Before using the OSDF, Tripathee had experimented with a variety of data delivery systems. Though Tripathee saw successes with these systems, he was still encountering problems due to the type of data he was using and the volume he was transferring. Tripathee saw about 2–3% of his jobs failing because of completely halted transfers or far too slow transfers.
Upon switching to the OSDF, Tripathee saw substantial improvements and noticed a significant number of jobs now run to completion while facing far fewer data transfer issues: With the OSDF, only about 0.5% of his jobs still show transfer issues.
The data transfer and storage problems Tripathee encountered are not isolated — difficulties in combining datasets and computing infrastructure are endemic across science. The OSDF is powered by the Pelican Platform, which is supported by a new $7.0 million grant from the National Science Foundation (NSF) (OAC-2331480). The project is led by Brian Bockelman from the Morgridge Institute for Research, director of the Center for High Throughput Computing (CHTC) at University of Wisconsin–Madison Miron Livny, and Frank Würthwein, Executive Director of the San Diego Supercomputing Center at the University of California, San Diego. Through this project, the Pelican software will be enhanced to make the OSDF more reliable, easier to use, and more accessible to other fields of science.
The switch to the new platform was simple given its integration within the OSPool, which is closely related to the Pelican project at the CHTC. Tripathee reports the few changes he did make were well-documented in the OSPool documentation, which “tells you exactly what you change depending on, for example, what submit node you’re running from and where you want to store the data.” What it came down to for Tripathee, ultimately, was changing a few lines of code.
Tripathee is part of the Laser Interferometer Gravitational-Wave Observatory (LIGO) collaboration, which is starting to adopt the OSDF as part of its computing infrastructure, he mentions. While LIGO’s use of the OSDF is not yet widespread, Tripathee says he’s been using it for a couple of months and plans to continue with it since it’s been working well for him. As more LIGO members begin using the OSDF, Tripathee predicts that it is “definitely going to make a big difference in the jobs’ efficiency and reduce the number of wasted job hours.”
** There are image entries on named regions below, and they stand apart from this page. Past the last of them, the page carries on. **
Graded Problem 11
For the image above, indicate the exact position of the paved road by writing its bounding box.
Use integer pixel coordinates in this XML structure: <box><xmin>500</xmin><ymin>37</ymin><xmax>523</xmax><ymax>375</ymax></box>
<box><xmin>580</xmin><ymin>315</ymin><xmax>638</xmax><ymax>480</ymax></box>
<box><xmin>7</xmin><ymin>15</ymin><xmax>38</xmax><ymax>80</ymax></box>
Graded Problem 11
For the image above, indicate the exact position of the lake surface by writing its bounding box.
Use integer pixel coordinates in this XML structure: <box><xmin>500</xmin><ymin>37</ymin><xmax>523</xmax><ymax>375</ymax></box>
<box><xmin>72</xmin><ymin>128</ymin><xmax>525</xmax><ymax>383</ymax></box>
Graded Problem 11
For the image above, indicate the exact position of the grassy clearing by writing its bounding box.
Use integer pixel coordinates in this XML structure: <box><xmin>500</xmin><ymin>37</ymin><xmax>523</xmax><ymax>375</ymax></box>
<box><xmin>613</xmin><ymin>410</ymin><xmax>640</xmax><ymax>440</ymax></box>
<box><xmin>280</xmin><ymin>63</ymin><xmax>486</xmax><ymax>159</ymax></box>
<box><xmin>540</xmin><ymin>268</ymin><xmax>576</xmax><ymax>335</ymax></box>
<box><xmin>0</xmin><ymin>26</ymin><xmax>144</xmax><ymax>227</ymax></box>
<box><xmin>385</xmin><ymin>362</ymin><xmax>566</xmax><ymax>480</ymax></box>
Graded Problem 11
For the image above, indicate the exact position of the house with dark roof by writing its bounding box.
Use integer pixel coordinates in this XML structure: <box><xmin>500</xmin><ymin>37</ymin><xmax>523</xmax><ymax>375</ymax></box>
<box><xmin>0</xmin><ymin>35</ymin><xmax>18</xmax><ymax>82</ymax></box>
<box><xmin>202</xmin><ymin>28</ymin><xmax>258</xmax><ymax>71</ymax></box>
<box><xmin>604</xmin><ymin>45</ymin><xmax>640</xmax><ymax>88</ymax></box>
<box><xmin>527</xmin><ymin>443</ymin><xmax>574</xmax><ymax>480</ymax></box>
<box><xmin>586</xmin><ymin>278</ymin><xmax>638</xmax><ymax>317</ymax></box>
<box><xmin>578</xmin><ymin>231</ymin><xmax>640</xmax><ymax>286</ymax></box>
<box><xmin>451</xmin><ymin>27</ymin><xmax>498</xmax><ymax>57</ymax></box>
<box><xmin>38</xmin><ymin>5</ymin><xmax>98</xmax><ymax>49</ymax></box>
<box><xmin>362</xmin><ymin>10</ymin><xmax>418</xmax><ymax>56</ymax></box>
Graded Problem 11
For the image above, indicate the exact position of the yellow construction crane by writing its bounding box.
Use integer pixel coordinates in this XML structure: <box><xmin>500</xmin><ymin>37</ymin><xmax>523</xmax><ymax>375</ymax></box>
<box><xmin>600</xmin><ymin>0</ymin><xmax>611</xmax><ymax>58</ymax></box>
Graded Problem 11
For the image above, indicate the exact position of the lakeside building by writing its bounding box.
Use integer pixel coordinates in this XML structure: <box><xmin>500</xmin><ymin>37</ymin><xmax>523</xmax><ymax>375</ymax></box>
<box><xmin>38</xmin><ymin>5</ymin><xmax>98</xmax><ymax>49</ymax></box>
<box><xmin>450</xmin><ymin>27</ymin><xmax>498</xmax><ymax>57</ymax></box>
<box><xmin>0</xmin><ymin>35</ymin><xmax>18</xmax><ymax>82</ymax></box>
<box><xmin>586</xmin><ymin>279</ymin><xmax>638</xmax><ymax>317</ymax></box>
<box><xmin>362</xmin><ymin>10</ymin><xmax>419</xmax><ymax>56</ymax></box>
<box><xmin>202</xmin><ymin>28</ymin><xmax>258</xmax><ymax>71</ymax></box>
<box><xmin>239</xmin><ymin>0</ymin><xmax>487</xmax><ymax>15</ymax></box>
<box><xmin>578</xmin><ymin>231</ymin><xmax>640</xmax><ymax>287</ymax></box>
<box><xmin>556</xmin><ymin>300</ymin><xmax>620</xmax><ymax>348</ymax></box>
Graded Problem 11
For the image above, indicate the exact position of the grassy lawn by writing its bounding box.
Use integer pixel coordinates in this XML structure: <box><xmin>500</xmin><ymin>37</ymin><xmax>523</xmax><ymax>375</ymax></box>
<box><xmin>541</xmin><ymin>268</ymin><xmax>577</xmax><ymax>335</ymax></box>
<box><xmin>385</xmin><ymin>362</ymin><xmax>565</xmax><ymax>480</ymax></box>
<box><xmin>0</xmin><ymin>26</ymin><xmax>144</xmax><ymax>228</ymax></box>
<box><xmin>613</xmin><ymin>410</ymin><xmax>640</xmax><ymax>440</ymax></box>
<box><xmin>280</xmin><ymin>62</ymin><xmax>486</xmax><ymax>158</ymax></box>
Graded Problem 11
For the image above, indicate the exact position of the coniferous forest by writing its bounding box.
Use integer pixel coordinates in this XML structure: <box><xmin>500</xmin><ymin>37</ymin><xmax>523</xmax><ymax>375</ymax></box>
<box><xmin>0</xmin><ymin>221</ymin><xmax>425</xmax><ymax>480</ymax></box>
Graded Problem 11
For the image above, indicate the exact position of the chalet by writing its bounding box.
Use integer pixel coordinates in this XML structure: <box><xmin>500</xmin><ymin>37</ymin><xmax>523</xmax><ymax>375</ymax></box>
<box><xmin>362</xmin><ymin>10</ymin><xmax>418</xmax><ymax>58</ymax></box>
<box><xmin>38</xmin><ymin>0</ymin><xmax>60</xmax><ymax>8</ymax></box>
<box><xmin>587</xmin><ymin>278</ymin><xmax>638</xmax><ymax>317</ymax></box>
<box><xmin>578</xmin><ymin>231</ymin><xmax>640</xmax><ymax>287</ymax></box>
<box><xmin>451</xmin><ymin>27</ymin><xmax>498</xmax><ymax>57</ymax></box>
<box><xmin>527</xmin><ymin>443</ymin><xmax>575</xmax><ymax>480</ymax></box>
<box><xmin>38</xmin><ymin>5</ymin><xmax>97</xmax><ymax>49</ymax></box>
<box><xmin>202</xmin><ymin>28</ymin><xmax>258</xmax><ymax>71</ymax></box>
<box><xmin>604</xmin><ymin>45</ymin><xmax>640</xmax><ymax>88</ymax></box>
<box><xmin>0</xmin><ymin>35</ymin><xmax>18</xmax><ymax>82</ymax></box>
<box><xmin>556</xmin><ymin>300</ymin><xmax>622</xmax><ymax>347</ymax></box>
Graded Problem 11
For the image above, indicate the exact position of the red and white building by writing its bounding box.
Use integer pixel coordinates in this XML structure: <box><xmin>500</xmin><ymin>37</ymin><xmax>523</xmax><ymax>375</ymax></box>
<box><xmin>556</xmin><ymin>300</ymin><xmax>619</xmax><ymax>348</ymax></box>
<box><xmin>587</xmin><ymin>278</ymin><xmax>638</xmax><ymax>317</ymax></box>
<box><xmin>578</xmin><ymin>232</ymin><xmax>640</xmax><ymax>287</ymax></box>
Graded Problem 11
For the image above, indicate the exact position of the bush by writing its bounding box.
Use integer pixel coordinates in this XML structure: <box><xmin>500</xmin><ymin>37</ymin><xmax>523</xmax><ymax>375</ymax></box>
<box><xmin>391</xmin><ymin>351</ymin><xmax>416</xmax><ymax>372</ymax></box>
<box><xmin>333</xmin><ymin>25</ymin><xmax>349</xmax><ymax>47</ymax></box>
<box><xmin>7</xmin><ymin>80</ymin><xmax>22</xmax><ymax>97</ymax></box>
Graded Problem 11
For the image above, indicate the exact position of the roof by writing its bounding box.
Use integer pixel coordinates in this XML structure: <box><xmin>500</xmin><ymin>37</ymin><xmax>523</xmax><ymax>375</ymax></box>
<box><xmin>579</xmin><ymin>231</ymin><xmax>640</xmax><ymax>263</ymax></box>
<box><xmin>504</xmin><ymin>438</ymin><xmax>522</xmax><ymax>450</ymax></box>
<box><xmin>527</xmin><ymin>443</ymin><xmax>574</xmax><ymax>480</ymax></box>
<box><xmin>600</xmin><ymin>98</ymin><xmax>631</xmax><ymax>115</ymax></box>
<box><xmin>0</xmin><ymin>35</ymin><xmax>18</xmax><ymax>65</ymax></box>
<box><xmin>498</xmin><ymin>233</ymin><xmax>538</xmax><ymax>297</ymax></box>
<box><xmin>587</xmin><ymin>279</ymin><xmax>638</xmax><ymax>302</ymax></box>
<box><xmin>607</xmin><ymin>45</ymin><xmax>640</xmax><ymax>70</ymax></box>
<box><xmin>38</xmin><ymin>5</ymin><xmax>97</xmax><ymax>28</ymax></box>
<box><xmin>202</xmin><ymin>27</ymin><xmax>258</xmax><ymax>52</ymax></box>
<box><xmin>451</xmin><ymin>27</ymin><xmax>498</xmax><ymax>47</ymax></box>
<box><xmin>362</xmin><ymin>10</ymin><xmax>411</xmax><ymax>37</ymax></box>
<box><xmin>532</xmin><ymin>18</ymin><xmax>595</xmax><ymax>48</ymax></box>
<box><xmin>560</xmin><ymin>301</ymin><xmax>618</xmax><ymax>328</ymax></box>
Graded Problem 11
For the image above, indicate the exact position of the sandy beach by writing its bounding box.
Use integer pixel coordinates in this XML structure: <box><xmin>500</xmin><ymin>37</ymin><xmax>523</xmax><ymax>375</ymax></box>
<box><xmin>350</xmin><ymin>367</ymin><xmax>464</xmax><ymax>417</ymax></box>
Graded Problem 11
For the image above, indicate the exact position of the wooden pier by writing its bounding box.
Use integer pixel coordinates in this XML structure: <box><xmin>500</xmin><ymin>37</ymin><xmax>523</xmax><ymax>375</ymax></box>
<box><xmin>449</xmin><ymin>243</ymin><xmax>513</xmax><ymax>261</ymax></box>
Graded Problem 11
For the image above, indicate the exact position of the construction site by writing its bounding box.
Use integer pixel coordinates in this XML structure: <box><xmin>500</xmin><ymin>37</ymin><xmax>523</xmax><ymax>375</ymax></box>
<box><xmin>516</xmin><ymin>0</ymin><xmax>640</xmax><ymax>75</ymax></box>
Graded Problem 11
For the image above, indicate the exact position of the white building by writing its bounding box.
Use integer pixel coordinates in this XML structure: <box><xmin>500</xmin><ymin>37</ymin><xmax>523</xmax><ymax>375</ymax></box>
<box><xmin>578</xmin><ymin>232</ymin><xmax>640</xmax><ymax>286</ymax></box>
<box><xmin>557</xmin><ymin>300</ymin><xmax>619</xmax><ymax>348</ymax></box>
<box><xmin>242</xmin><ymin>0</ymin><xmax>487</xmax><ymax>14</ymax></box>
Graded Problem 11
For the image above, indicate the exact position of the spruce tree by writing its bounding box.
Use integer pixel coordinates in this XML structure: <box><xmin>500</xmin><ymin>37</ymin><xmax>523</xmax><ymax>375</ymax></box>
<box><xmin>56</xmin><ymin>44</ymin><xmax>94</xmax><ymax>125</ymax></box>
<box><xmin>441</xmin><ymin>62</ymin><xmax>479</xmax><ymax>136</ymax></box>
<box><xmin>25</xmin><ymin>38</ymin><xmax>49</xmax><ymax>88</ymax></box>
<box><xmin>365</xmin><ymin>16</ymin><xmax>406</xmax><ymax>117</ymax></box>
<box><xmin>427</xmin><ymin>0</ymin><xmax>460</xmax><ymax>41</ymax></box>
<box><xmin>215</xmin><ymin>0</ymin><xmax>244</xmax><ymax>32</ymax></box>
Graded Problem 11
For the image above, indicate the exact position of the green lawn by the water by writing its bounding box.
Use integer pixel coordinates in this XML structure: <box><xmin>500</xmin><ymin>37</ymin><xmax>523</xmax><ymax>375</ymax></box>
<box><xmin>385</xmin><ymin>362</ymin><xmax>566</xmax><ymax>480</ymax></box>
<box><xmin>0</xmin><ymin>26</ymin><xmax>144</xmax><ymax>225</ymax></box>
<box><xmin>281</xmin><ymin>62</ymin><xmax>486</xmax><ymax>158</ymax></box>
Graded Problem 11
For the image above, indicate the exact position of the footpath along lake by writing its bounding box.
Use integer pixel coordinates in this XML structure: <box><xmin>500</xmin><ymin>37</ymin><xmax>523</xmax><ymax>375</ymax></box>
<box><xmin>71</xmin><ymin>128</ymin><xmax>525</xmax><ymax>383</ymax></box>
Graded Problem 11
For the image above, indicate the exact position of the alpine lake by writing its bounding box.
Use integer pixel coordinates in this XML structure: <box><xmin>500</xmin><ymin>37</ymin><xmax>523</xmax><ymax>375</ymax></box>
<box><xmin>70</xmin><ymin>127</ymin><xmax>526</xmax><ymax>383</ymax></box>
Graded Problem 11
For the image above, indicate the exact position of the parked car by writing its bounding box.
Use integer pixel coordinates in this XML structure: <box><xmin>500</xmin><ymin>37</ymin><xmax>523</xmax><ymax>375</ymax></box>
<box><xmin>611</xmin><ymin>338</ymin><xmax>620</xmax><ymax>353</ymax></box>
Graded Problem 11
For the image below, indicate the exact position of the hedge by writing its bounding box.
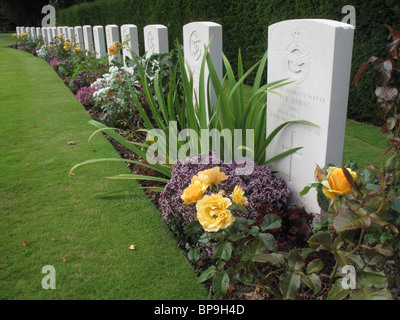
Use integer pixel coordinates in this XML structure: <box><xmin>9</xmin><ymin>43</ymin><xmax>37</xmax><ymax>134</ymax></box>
<box><xmin>57</xmin><ymin>0</ymin><xmax>400</xmax><ymax>125</ymax></box>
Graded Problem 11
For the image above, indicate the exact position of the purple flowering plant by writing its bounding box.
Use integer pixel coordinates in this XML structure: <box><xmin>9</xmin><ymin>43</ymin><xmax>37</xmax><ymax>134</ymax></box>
<box><xmin>159</xmin><ymin>154</ymin><xmax>291</xmax><ymax>241</ymax></box>
<box><xmin>76</xmin><ymin>87</ymin><xmax>96</xmax><ymax>108</ymax></box>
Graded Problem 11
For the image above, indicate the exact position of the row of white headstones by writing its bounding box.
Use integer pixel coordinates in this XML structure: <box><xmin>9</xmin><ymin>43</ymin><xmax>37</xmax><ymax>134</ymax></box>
<box><xmin>17</xmin><ymin>19</ymin><xmax>354</xmax><ymax>213</ymax></box>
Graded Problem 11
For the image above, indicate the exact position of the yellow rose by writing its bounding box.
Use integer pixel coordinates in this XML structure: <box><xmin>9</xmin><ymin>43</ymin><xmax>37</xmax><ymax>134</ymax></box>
<box><xmin>192</xmin><ymin>167</ymin><xmax>228</xmax><ymax>184</ymax></box>
<box><xmin>181</xmin><ymin>181</ymin><xmax>208</xmax><ymax>205</ymax></box>
<box><xmin>232</xmin><ymin>186</ymin><xmax>247</xmax><ymax>207</ymax></box>
<box><xmin>322</xmin><ymin>167</ymin><xmax>357</xmax><ymax>199</ymax></box>
<box><xmin>108</xmin><ymin>42</ymin><xmax>119</xmax><ymax>56</ymax></box>
<box><xmin>196</xmin><ymin>194</ymin><xmax>235</xmax><ymax>232</ymax></box>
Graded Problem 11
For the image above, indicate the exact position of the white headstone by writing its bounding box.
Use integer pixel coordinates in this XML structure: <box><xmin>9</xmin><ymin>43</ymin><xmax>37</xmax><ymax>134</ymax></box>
<box><xmin>31</xmin><ymin>27</ymin><xmax>36</xmax><ymax>39</ymax></box>
<box><xmin>106</xmin><ymin>24</ymin><xmax>121</xmax><ymax>63</ymax></box>
<box><xmin>121</xmin><ymin>24</ymin><xmax>139</xmax><ymax>65</ymax></box>
<box><xmin>143</xmin><ymin>24</ymin><xmax>169</xmax><ymax>58</ymax></box>
<box><xmin>62</xmin><ymin>27</ymin><xmax>68</xmax><ymax>40</ymax></box>
<box><xmin>83</xmin><ymin>25</ymin><xmax>94</xmax><ymax>52</ymax></box>
<box><xmin>36</xmin><ymin>27</ymin><xmax>43</xmax><ymax>38</ymax></box>
<box><xmin>183</xmin><ymin>22</ymin><xmax>222</xmax><ymax>120</ymax></box>
<box><xmin>50</xmin><ymin>27</ymin><xmax>57</xmax><ymax>40</ymax></box>
<box><xmin>267</xmin><ymin>19</ymin><xmax>354</xmax><ymax>213</ymax></box>
<box><xmin>74</xmin><ymin>26</ymin><xmax>85</xmax><ymax>50</ymax></box>
<box><xmin>67</xmin><ymin>27</ymin><xmax>75</xmax><ymax>42</ymax></box>
<box><xmin>41</xmin><ymin>27</ymin><xmax>48</xmax><ymax>43</ymax></box>
<box><xmin>93</xmin><ymin>26</ymin><xmax>107</xmax><ymax>59</ymax></box>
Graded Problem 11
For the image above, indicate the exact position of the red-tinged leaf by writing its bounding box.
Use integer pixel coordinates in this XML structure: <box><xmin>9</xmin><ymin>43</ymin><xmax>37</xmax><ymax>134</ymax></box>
<box><xmin>353</xmin><ymin>57</ymin><xmax>378</xmax><ymax>87</ymax></box>
<box><xmin>386</xmin><ymin>25</ymin><xmax>400</xmax><ymax>59</ymax></box>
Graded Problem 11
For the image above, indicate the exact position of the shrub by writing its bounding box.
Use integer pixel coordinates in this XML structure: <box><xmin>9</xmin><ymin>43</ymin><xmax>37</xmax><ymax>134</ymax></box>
<box><xmin>69</xmin><ymin>71</ymin><xmax>101</xmax><ymax>94</ymax></box>
<box><xmin>159</xmin><ymin>155</ymin><xmax>291</xmax><ymax>240</ymax></box>
<box><xmin>76</xmin><ymin>87</ymin><xmax>95</xmax><ymax>108</ymax></box>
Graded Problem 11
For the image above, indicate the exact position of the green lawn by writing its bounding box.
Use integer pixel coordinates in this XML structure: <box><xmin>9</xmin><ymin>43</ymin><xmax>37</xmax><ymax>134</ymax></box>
<box><xmin>0</xmin><ymin>38</ymin><xmax>208</xmax><ymax>300</ymax></box>
<box><xmin>343</xmin><ymin>120</ymin><xmax>388</xmax><ymax>169</ymax></box>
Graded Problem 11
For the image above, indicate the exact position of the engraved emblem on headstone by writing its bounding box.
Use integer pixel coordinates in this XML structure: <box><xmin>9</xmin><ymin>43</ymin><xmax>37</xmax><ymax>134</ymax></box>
<box><xmin>281</xmin><ymin>42</ymin><xmax>313</xmax><ymax>84</ymax></box>
<box><xmin>190</xmin><ymin>31</ymin><xmax>201</xmax><ymax>61</ymax></box>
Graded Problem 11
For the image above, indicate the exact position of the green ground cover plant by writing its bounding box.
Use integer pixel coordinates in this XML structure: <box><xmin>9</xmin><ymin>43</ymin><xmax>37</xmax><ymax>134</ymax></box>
<box><xmin>0</xmin><ymin>38</ymin><xmax>207</xmax><ymax>300</ymax></box>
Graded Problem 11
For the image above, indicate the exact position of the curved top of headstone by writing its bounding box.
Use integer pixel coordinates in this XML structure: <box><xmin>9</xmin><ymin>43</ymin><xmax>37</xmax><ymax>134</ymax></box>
<box><xmin>270</xmin><ymin>19</ymin><xmax>354</xmax><ymax>29</ymax></box>
<box><xmin>183</xmin><ymin>21</ymin><xmax>221</xmax><ymax>27</ymax></box>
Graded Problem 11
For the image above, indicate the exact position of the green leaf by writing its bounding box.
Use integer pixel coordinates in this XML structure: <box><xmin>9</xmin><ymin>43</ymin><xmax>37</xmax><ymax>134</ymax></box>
<box><xmin>198</xmin><ymin>266</ymin><xmax>217</xmax><ymax>283</ymax></box>
<box><xmin>301</xmin><ymin>273</ymin><xmax>322</xmax><ymax>294</ymax></box>
<box><xmin>185</xmin><ymin>219</ymin><xmax>203</xmax><ymax>236</ymax></box>
<box><xmin>288</xmin><ymin>249</ymin><xmax>304</xmax><ymax>271</ymax></box>
<box><xmin>213</xmin><ymin>241</ymin><xmax>233</xmax><ymax>261</ymax></box>
<box><xmin>188</xmin><ymin>248</ymin><xmax>200</xmax><ymax>262</ymax></box>
<box><xmin>308</xmin><ymin>232</ymin><xmax>334</xmax><ymax>251</ymax></box>
<box><xmin>306</xmin><ymin>259</ymin><xmax>324</xmax><ymax>274</ymax></box>
<box><xmin>357</xmin><ymin>268</ymin><xmax>388</xmax><ymax>288</ymax></box>
<box><xmin>261</xmin><ymin>214</ymin><xmax>282</xmax><ymax>231</ymax></box>
<box><xmin>333</xmin><ymin>204</ymin><xmax>371</xmax><ymax>232</ymax></box>
<box><xmin>253</xmin><ymin>253</ymin><xmax>286</xmax><ymax>266</ymax></box>
<box><xmin>233</xmin><ymin>272</ymin><xmax>254</xmax><ymax>285</ymax></box>
<box><xmin>326</xmin><ymin>279</ymin><xmax>350</xmax><ymax>300</ymax></box>
<box><xmin>333</xmin><ymin>250</ymin><xmax>349</xmax><ymax>267</ymax></box>
<box><xmin>249</xmin><ymin>226</ymin><xmax>260</xmax><ymax>237</ymax></box>
<box><xmin>350</xmin><ymin>287</ymin><xmax>393</xmax><ymax>300</ymax></box>
<box><xmin>212</xmin><ymin>272</ymin><xmax>229</xmax><ymax>297</ymax></box>
<box><xmin>279</xmin><ymin>271</ymin><xmax>301</xmax><ymax>299</ymax></box>
<box><xmin>258</xmin><ymin>233</ymin><xmax>277</xmax><ymax>251</ymax></box>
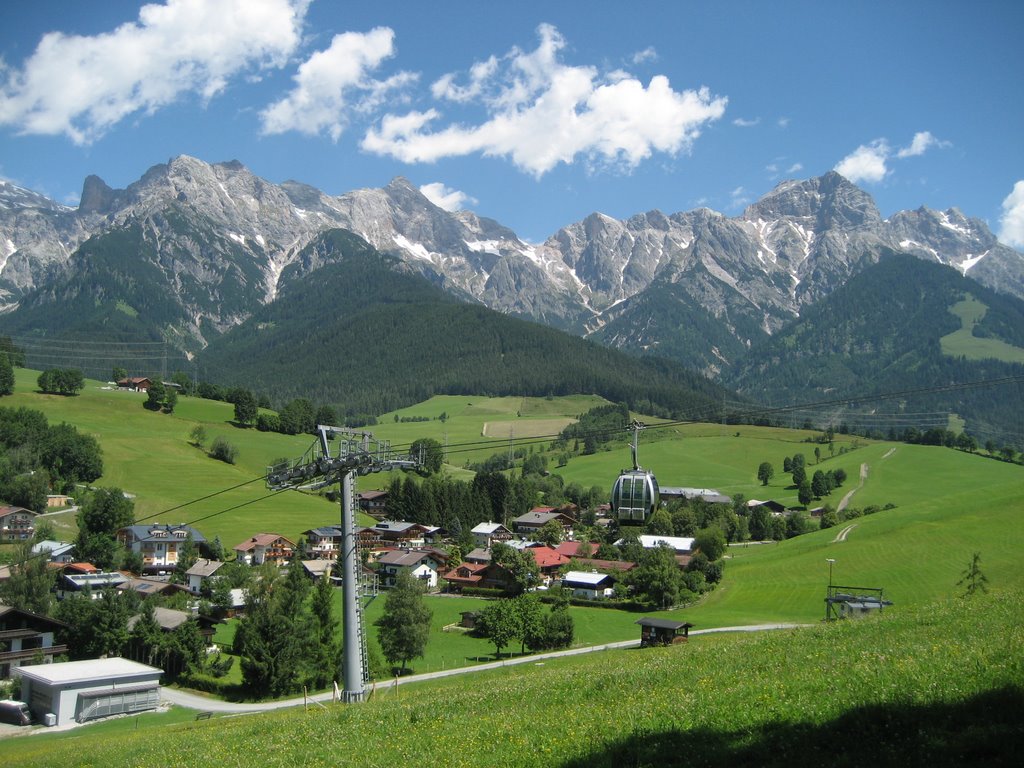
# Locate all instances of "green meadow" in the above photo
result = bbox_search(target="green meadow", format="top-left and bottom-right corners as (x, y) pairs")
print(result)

In May 2023, LIGO started its fourth observation run, meaning researchers, including Tripathee, will be able to analyze that data soon, which he looks forward to doing. Tripathee recalls that during the third observation round, the researchers experienced hiccups with file transfers, but now hopes retrieving the data from the OSDF should go more quickly and more smoothly. Tripathee anticipates fewer failed jobs and fewer wasted computing cycles. “As more and more universities start attaching servers, it’s going to make it even faster and faster. I’m very excited about its prospects going into the future,” Tripathee says.
Sharing the results of the work in February 2024, Tripathree’s research from the third observation run was published in the “Physical Review D.” Searching for gravitational waves, Tripathree focused on isolated neutron stars, a potential source for these waves. Working alongside Dr. Keith Riles of the University of Michigan, the duo determined the best upper limits for circular polarization — bringing researchers closer to detecting a continuous wave signal.
What he learned from the other services he used compared to the OSDF was that “for OSDF, people from all over the world are using it — it’s distributed everywhere, so it serves as a more general-purpose storage,” enabling his jobs to access from close by hardware instead of potentially retrieving it from across the world.
When working with big datasets that require a great amount of computing power, researchers — not so different from what Tripathee — will face obstacles that they need to jump over or duck under. Although going through may be the quickest and most direct solution to maneuver around the obstacle, this path often takes more resources. The OSDF wants to be that invaluable resource researchers will reach for when they need to push their way through that obstacle.